What are the main differences between the effects of drugs in the 1a, 1b, and 1c classes (graph them and explain) ?

A

Graphically: refer to slide 4 in extra “Treatment of Dys Annotated” slideshow.

The slope of phase 0 is affected by all three sub-classes, and to different extents based on their degree of blockade of voltage- gated Na channels (a moderate blockage, b weak blockage, c strong blockade).
Also, they have different effects on the effective refractory period (a increases it, b decreases it, c keeps it constant)
The effect on the length of the action potential also varies between sub-classes, which has implications for their use in certain conditions and helps explain why distinction is required.

32
Q

Define “use-dependent”” block.

A

The degree of block is proportional to the rate of nerve stimulation

33
Q

Define and graph early afterdepolarisation.

A

For graph, refer to slide 1 in extra slideshow “Treatment of Dys Annotated”

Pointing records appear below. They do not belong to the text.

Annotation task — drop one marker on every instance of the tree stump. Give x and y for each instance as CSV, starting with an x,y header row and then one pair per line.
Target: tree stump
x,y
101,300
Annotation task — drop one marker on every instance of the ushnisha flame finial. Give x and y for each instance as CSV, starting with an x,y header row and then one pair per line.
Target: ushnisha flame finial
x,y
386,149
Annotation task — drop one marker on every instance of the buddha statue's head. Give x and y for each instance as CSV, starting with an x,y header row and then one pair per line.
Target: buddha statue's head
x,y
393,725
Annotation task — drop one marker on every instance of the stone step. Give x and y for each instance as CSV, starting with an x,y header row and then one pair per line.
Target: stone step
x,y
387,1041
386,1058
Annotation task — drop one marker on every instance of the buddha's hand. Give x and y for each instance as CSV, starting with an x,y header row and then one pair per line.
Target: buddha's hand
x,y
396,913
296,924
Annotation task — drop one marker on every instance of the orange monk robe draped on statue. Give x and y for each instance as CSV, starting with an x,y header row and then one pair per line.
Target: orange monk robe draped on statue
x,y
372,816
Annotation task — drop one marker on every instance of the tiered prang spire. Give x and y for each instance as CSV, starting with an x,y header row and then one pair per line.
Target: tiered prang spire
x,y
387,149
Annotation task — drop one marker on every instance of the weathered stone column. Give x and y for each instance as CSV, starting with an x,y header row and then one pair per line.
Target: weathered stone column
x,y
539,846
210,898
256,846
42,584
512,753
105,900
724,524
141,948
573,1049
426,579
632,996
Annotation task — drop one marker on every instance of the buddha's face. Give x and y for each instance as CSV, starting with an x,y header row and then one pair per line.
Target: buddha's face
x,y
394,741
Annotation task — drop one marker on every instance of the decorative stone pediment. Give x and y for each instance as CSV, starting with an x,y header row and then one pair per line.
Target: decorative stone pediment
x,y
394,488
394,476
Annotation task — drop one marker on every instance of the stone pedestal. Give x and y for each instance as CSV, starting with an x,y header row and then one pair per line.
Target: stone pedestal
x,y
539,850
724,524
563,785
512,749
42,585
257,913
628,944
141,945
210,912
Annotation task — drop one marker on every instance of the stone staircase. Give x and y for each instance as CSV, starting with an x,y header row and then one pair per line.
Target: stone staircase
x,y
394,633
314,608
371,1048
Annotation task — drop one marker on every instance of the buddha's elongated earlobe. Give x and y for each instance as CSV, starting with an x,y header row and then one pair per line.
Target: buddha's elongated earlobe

Occur either during phase 2 or phase 3, and more likely to occur in conditions that prolong the QT interval. What ions are responsible depends on the membrane voltage when the event’s triggered: In phase 2 the upstroke is most likely due to Ca2+ channels as all the voltage gated Na channels will be refractory, in phase 3 voltage gated Na channels could most likely cause the upstroke (as more will recover during the repolarisation of the membrane that occurs during phase 3).
This can evoke single or sustained trains of action potentials (refer to same slide).

34
Q

Define and graph delayed afterdepolarisation.

A

For graph, refer to slide 2 in extra slideshow “Treatment of Dys Annotated”

Occur shortly after repolarisation is complete, usually due to high intracellular calcium concentrations that drive chloride currents or affect the activity of the NCX (sodium-calcium exchanger affected by digoxin) and cause a depolarisation event (see arrowed “hump”). If the magnitude of that “hump” is great enough, then it can breach the threshold required to recruit voltage-gated Na channels and trigger depolarisation.
This can evoke single or sustained trains of action potentials (refer to same slide).